Our Black Box represents a primitive database. It can save an integer array and has a special i variable. At the initial moment Black Box is empty and i equals 0. This Black Box processes a sequence of commands (transactions). There are two types of transactions: 

ADD (x): put element x into Black Box; 
GET: increase i by 1 and give an i-minimum out of all integers containing in the Black Box. Keep in mind that i-minimum is a number located at i-th place after Black Box elements sorting by non- descending. 

Let us examine a possible sequence of 11 transactions: 

Example 1 

N Transaction i Black Box contents after transaction Answer
(elements are arranged by non-descending)
1 ADD(3) 0 3
2 GET 1 3 3
3 ADD(1) 1 1, 3
4 GET 2 1, 3 3
5 ADD(-4) 2 -4, 1, 3
6 ADD(2) 2 -4, 1, 2, 3
7 ADD(8) 2 -4, 1, 2, 3, 8
8 ADD(-1000) 2 -1000, -4, 1, 2, 3, 8
9 GET 3 -1000, -4, 1, 2, 3, 8 1
10 GET 4 -1000, -4, 1, 2, 3, 8 2
11 ADD(2) 4 -1000, -4, 1, 2, 2, 3, 8

It is required to work out an efficient algorithm which treats a given sequence of transactions. The maximum number of ADD and GET transactions: 30000 of each type. 

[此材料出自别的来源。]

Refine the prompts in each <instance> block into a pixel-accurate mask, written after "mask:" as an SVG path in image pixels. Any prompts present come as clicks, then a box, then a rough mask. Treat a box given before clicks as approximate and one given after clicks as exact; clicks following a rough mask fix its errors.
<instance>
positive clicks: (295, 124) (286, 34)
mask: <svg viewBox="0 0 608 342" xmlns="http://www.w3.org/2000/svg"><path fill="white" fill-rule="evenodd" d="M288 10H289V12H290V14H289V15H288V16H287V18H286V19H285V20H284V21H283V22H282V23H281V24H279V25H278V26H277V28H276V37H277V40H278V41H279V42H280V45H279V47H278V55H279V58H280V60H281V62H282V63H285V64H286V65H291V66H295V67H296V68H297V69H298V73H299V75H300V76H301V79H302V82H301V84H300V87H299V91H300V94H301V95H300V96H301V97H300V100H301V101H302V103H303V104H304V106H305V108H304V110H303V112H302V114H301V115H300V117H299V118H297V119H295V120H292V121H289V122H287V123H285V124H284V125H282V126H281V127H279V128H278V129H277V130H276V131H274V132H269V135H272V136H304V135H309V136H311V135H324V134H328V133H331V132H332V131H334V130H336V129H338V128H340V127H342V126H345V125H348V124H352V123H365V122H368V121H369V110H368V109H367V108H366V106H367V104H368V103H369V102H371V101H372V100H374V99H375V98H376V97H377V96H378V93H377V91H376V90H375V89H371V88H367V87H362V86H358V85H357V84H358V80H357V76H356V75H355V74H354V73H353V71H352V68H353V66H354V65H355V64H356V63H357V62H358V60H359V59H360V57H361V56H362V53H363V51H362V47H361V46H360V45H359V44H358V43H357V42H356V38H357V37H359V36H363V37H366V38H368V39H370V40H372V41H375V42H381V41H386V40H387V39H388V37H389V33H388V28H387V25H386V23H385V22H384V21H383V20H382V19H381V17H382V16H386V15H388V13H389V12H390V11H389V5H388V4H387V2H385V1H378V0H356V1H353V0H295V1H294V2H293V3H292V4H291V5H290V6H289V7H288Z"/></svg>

Let us describe the sequence of transactions by two integer arrays: 


1. A(1), A(2), ..., A(M): a sequence of elements which are being included into Black Box. A values are integers not exceeding 2 000 000 000 by their absolute value, M <= 30000. For the Example we have A=(3, 1, -4, 2, 8, -1000, 2). 

2. u(1), u(2), ..., u(N): a sequence setting a number of elements which are being included into Black Box at the moment of first, second, ... and N-transaction GET. For the Example we have u=(1, 2, 6, 6). 

The Black Box algorithm supposes that natural number sequence u(1), u(2), ..., u(N) is sorted in non-descending order, N <= M and for each p (1 <= p <= N) an inequality p <= u(p) <= M is valid. It follows from the fact that for the p-element of our u sequence we perform a GET transaction giving p-minimum number from our A(1), A(2), ..., A(u(p)) sequence. 


Input

Input contains (in given order): M, N, A(1), A(2), ..., A(M), u(1), u(2), ..., u(N). All numbers are divided by spaces and (or) carriage return characters.

Output

Write to the output Black Box answers sequence for a given sequence of transactions, one number each line.

Sample Input

7 4
3 1 -4 2 8 -1000 2
1 2 6 6

Sample Output

3
3
1
2

解题思路分析:
拿到这道题最先想到的思路是(错误):
  1.用队列保存add命令,用vector保存进入黑箱的元素。
  2.每次向黑箱加入元素后,对黑箱中元素排序,输出第i个元素。
这个算法看似没用问题,但实际上,经过极端数据测试,在M、N均为30000时,跑完程序需要2.7s,会超时,原因是每一次添加完元素后都要对所有元素排序,时间开销太大了。然而经过分析容易发现,实际上并没有必要每次都对所有元素排序,我们只需要保存前i-1小的元素,然后找出第i个元素起之后的最小元素与前i-1个元素中最大的元素比较,即可得到第i小的元素。这样思路就明了了,
下面给出正确思路
  1.用优先队列分别建立最小堆(顶部最小)和最大堆(顶部最大);
  2.每次i增加时,将最小堆顶部元素加入最大堆;
  3.每次加入元素时比较最小堆顶部元素和最大堆顶部元素,如果“top小”>“top大”,则交换两个堆顶部元素;
  4.输出最小堆顶部元素。
注意优先队列的两种用法:

 1. 标准库默认使用元素类型的<操作符来确定它们之间的优先级关系。

priority_queue<int> q;

 通过<操作符可知在整数中元素大的优先级高。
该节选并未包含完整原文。